Introduction
License
How to use this document
Deploy Architecture
To make the system deploy, the minimum deployment architecture is shown below, which consist of:
Pre-Installation Requirements
Hardware Requirements
- Wearable Glass (Optional)
- Teacher Client-Side — Personal Computer with Camera
- Student Client-Side — Personal Computer with Camera
- Server Side — 8 Core 16G Virtual Machine on ARM or x86 Platform
Software Prerequisites
- Teacher Side: Windows 10 with a Web Browser that supports WebSockets.
- Student Side: Windows 10 with a Web Browser that supports WebSockets.
- Server Side: CentOS 8
- Virtual Classroom (OpenVidu 2.13.0)
- Tars 2.1.0
- IEC 3.0
Database Prerequisites
Other Installation Requirements
Installation on the Client PC side(Teacher/Student Client)

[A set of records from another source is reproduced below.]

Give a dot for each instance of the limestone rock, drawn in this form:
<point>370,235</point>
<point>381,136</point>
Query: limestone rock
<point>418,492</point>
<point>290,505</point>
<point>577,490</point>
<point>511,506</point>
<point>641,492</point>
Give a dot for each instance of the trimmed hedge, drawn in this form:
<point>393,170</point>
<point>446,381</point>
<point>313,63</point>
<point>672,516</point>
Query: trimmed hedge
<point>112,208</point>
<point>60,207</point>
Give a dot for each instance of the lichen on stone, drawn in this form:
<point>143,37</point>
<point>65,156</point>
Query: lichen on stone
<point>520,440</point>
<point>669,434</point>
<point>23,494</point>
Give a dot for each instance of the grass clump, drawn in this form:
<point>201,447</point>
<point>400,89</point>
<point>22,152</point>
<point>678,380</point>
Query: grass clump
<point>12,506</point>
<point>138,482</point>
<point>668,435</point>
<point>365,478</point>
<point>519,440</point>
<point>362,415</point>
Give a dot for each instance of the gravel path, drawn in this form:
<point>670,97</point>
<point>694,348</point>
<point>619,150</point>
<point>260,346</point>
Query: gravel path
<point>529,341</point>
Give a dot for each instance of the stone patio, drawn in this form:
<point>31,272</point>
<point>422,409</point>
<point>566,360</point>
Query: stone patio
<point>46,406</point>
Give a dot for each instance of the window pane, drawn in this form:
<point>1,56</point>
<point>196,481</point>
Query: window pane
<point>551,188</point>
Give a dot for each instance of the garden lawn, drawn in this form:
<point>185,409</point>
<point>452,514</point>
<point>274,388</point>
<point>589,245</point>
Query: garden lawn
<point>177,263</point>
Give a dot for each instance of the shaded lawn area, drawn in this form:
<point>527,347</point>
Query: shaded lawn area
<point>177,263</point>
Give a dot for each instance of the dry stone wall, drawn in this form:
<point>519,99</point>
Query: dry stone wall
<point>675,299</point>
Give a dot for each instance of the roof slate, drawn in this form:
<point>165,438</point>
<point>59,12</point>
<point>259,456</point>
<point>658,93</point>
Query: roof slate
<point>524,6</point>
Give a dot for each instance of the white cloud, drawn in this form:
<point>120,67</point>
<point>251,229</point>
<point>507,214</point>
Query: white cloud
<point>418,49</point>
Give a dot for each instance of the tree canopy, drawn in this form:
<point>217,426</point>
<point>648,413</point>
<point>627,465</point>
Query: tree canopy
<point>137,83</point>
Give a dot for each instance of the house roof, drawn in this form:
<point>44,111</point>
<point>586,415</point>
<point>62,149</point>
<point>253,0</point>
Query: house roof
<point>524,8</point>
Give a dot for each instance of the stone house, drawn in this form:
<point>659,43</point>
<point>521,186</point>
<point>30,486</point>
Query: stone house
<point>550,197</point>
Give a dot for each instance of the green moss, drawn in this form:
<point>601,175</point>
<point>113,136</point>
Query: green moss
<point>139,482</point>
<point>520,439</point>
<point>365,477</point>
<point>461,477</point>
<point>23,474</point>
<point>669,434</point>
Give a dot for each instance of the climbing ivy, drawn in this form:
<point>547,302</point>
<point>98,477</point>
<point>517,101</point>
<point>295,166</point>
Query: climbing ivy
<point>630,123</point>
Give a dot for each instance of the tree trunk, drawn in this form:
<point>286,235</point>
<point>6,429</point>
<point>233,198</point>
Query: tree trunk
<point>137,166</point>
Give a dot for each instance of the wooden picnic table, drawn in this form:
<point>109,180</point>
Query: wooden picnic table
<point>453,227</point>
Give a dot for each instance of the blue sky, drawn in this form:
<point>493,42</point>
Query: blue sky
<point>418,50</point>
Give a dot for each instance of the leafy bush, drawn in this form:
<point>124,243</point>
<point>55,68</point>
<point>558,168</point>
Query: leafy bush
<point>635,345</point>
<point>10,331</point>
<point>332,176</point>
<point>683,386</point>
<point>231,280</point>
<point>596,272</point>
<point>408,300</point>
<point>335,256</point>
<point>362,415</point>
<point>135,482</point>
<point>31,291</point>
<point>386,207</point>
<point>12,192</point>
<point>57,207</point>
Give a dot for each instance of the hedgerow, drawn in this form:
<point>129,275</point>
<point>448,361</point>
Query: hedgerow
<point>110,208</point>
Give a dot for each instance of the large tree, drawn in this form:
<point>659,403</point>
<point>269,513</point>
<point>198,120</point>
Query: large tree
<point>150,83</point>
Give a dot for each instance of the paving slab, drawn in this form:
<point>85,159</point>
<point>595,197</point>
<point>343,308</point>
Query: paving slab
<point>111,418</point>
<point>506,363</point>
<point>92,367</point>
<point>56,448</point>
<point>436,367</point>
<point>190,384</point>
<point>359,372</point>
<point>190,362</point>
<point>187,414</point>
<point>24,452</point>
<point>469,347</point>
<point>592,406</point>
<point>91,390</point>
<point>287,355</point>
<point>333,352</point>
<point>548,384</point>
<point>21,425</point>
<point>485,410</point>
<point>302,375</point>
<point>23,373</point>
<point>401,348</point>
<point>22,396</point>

Note well: No special software to access the application. The general software is itemized below:
- Install Windows 10
- Install camera driver
- Install Firefox browser
Installation High-Level Overview
Upstream Deployment Guide
Installation for Tars Master
- Install CentOS 8, refer to https://phoenixnap.com/kb/how-to-install-centos-8
- Install IEC, refer to IEC Type1&2 Installation Guide for R2
- Install Tars, refer to https://tarscloud.github.io/TarsDocs_en/installation/source.html
1. Dependency install
yum install -y glibc-devel gcc gcc-c++ bison flex make cmake psmisc ncurses-devel zlib-devel openssl openssl-devel
## install mysql
wget -i -c http://dev.mysql.com/get/mysql57-community-release-el7-10.noarch.rpm
yum -y install mysql57-community-release-el7-10.noarch.rpm
yum -y install mysql-community-server
yum -y install mysql-devel
If you have problems to install mysql with the above step, add the new mysql repository to local server with this yum command and then re-run the previous commands.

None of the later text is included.